それに、自分が逃げてしまえば、自分勝手に飛び出した自分の代わりにベルナルドたちが危険にさらされてしまう。
「王を守るのが我らの役目です! それに、ここで散れるのなら本望です!」
「駄目だ!!」
ティノを倒す程の魔獣を相手にしては、とてもここにいる人間だけで倒せるとは思わない。
恐らく、王国の全てをかけてようやく倒せるレベルの化け物だ。
そして、あの魔獣を倒せようと、多くの帝国兵が残っている。
完全に敗戦濃厚の状態だが、ベルナルドはマルコが生き残ればそれで構わない。
マルコが生き残れば、いつかは帝国を抑えることができるかもしれない。
その思いから、ここで死を迎えることを覚悟して、ベルナルドは多くの部下と共に魔獣へ挑もうとしたが、マルコはそれを良しとしない。
自分の全力の魔法を受けてもたいした怪我をしないような魔獣を相手にすれば、ベルナルドたちは助からない。

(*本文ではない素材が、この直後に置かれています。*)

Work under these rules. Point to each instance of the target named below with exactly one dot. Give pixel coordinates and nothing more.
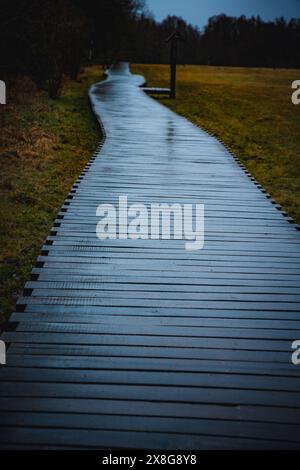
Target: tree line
(50, 39)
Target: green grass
(251, 111)
(44, 147)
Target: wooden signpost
(173, 39)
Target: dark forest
(48, 39)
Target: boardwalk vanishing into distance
(142, 344)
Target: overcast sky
(198, 11)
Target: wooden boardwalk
(142, 344)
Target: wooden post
(173, 39)
(173, 65)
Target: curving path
(142, 344)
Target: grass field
(44, 146)
(251, 111)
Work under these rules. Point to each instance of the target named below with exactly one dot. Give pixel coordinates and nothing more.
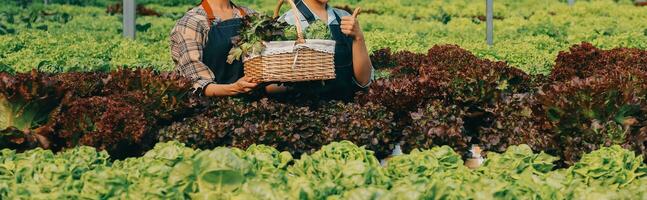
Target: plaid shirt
(188, 39)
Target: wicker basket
(292, 61)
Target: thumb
(356, 12)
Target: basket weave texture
(292, 61)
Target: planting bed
(90, 115)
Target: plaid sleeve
(188, 39)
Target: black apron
(219, 42)
(343, 87)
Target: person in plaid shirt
(200, 43)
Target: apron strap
(303, 8)
(211, 16)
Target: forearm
(362, 66)
(220, 90)
(275, 89)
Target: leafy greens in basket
(258, 28)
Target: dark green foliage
(27, 99)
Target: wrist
(233, 89)
(359, 37)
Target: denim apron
(342, 87)
(219, 42)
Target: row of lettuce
(529, 34)
(592, 98)
(336, 171)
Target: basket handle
(297, 21)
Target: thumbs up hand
(350, 26)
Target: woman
(200, 43)
(353, 67)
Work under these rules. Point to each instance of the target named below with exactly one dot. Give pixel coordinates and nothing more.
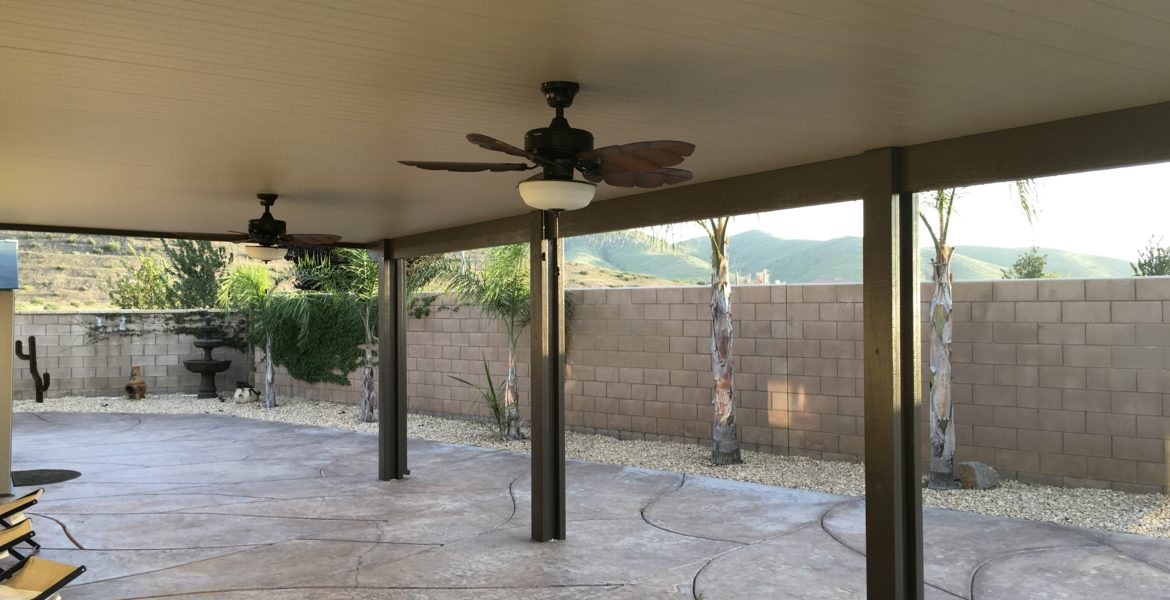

王の立場として、1人逃げることなんてできるはずがない。
「……失礼!!」
「がっ!? ……な、何を……?」
逃げようとしないマルコと、今ここで討論している暇はない。
素直に逃げないというなら無理やりにでも避難してもらうしかない。
魔力が大幅に減り、たいして抵抗できないマルコに対し、ベルナルドは土魔法により手足を拘束する。
「ヤコボ!!」
「……了解!!」
王であるマルコにこんなことをすれば、不敬と言われるのは分かり切っているが、どうせここで散らせる命だ。
不敬と言われようと、マルコを救えればたいしたことではない。
手足を拘束されて何も出来なくなったマルコをヤコボの隊に任せて、ベルナルドは魔獣たちへと目を向けた。
その顔は、これから死ぬかもしれないというのに僅かに笑みを浮かべていた。
そのベルナルドの表情を見て、ヤコボは何を思っているのかを理解する。
マルコの父親であるフランコ。
幼少期に彼に命を救われ、ベルナルドは懸命に訓練に励み強くなった。
しかし、その恩人であるフランコと妻のアイーダを救うことができなかった。
しかも、その2人の赤ん坊であるマルコまでもを救えなかったと分かったあの時、自分の無力さにベルナルドは自害することも考えた。
アドリアーノに誘われ、ルディチ家の復讐に助力をしていたが、心の中ではポッカリと穴が開いている気分だった。
それがティノによってマルコは救われていたということを知って、完全に自分の考えは決定した。
いつでもマルコのために命を捨てる覚悟を持って生きるということを。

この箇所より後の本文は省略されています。